December 22&23, 2019 in Muscat, Oman
December 22, 2019
Our tour to the Grand Mosque was exceptional in that it is perhaps the most important thing that one must see when visiting the sister city to Dubai, and that is the capital city Abu Dhabi in the UAE. Our driver took us through tunnels and over bridges that appeared to be quite new, and as is the case, spotless. He detailed the area’s relevancy to the Ruler's master plan as well as its Islamic religious dominance of their population which is 20% by birthright, with the expats running at 80%. He talked about the young adult when getting married is given a significant amount to have the wedding of their dreams, a full amount of money to buy their first home, and a few additional contributions to get their young marriage off on the right foot. We are amazed at what appears to be factoids about their country. They don’t pay taxes, but if they can afford to give 2.5% of their earned or inherited net worth, it is a one time only donation to charity, and their medical plan is also their birthright and paid by the rulers.

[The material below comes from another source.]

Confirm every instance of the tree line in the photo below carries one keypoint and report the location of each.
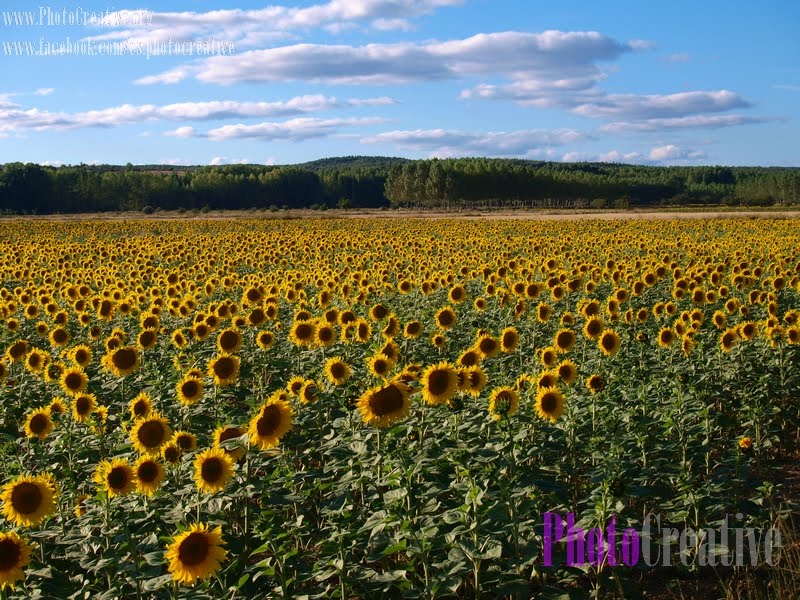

And again the cranes on buildings being constructed are many in the city centre and blossoming in the outskirts. The bridges and tunnels are already built to handle the growing population - the expats are doing the grunt work and the well educated Emirates are calling the shots. In every business activity controlled by foreign investment there are mandated locals working in the administration office of these firms: it’s the law.
The weather at this time of year is in the mid 20’s Celsius, and higher than the mid 40’s in the summer. For us I’m sure their summer conditions would be unbearable, but for now, the air is warm, the sky is blue, the Azamara Quest is the place to be.
Last night we partied at the White Night event with a fabulous buffet on the pool deck topped off with Crepes smothered in sweets and cognac, and had an early night to sleep-in while we sail toward Muscat, Oman for our docking on December 23, 2019.
December 23, 2019
We arrived within minutes of our schedule and hustled up to the Windows Cafe for a nice breakfast of Pancakes and Fruit for me, with eggs and fruit for Terryl. Jamie dropped by and apologized for missing our cocktail and dinner engagement the other night; he was bushed and took a nap and slept right through the appointed hour. Totally understandable, and we had another nice chat with this 81 year old practising Physchiatrist from New York City before heading to the gangway and our Omarian (?) Tour Guide who had us for the next 4 hours.
The capital city of Muscat, and the country of Oman is a well run Muslin empire whose current ruler is Sultan Qaboos the son of the previous ruler who relinquished his crown in 1970. Sultan Qaboos has ruled for 49 years and if he can overcome his recent illness will celebrate 50 years as the supreme religious and governmental leader of Oman in 2020. Once again oil and gas is 90% of their GDP with tourism and editable dates completing their working lives. Earlier we talked about the citizens loving their leader. Sultan Qaboos is no exception; for an example, when he was younger and healthier he would ride through the villages tossing money out on to the streets for any all to use as they wished. No strings attached, just like their current practice of giving plenty of money to their citizens for marriage costs, home purchases et al. Remember, they have no income tax payable by the citizens and their medical and educational costs are born by the government, and the government is Sultan Qaboos. Our tour guide tells us that everyone loves this man who has no children to pass on the Royal Paton. So when the time is right he will appoint a member of his collective family such as a cousin or a nephew.
We are back on the ship after seeing the outside of their Grand Mosque, a certain Palace that Sultan Qaboos uses for guests, an incredible Opera house, a Souq (unfortunately with water running down one of its pathways from a broken water main), but just in time to get some jewelry to die for and two additional Pashminas for incredibly low bartered prices. The sellers enjoy this system just like the rest of us foreign shoppers.